The state House of Representatives passed Republican Rep. Tim Moffitt‘s bill to expand the Buncombe County Board of Commissioners from five to seven members and mandate district representation in place of the current at-large elections. The May 2 vote fell across party lines in the Republican controlled House, with 69 legislators in favor of the measure and 48 opposed. The bill would institute this change without a local referendum.
The law would establish three commissioner districts, with the same boundaries as the county’s three state House districts. The lines of those districts are currently being drawn as part of the state’s redistricting process. Voters in each district would choose two commissioners, who would have to reside within the district; the board chair would still be elected by all of the county’s voters.
The measure will now go to the Republican controlled Senate, where it appears likely to pass, and become law.
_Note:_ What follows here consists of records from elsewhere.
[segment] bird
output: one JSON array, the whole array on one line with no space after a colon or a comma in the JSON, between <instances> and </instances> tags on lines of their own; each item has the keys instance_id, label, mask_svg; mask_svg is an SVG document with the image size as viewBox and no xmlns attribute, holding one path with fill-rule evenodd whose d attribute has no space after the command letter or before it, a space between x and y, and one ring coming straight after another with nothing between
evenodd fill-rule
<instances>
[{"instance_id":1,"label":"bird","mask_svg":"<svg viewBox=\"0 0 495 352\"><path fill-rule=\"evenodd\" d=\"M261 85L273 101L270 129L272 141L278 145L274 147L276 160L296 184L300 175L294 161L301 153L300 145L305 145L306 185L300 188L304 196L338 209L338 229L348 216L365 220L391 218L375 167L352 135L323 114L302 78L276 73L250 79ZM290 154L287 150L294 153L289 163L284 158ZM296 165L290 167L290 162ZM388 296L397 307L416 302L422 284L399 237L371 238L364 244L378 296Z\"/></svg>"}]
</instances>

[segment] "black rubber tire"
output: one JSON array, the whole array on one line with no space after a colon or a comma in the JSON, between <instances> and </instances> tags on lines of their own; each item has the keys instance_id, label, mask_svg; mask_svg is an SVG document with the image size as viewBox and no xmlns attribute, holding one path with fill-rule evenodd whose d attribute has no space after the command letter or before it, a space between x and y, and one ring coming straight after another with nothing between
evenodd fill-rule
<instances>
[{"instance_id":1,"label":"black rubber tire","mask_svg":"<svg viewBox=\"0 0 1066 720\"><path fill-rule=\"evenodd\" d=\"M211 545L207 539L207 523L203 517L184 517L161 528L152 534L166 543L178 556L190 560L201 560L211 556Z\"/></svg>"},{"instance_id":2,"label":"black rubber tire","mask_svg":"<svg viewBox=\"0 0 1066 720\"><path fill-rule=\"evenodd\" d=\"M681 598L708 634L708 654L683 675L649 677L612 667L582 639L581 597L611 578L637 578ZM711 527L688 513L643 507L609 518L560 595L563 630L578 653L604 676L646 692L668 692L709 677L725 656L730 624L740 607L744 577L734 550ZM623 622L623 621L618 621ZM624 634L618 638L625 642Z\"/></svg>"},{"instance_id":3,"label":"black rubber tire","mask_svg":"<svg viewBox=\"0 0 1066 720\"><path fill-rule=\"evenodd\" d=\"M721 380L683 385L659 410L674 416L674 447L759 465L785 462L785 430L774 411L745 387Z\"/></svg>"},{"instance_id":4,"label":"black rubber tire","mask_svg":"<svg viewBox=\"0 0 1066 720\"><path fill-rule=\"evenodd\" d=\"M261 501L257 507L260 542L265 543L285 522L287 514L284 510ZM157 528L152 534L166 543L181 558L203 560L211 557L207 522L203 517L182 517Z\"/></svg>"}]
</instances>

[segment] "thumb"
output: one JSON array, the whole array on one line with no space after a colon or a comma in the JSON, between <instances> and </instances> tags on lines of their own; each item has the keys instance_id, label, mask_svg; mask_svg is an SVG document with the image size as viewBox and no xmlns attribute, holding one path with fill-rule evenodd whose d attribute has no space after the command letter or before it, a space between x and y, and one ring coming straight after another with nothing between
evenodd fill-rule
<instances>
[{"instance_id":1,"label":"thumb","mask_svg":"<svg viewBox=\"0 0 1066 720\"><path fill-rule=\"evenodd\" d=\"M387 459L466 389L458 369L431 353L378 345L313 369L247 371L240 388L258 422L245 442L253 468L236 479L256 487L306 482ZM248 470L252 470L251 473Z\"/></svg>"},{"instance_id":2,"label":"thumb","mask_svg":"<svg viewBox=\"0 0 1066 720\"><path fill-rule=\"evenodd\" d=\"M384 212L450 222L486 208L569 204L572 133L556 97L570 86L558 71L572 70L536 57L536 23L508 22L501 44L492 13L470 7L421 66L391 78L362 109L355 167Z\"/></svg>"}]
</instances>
Governor Bev Perdue, a Democrat, does not have veto authority over the bill.
The legislation has proved controversial, with all of the current county commissioners and the rest of the Buncombe delegation strongly opposed. Buncombe Democratic Reps. Susan Fisher and Patsy Keever backed an amendment that would have put the issue to a binding county referendum. They also backed an amendment that would have enabled all of the voters in the county to vote for all of the commissioner candidates while dividing those candidates by districts. Both amendments failed.
The current Buncombe County Board of Commissioners is made up of five elected Democrats. The changes could help Republicans’ chances of getting elected by concentrating Democratic voters in one or more districts.
If the Senate passes the bill, it will likely take effect ahead of the 2012 elections.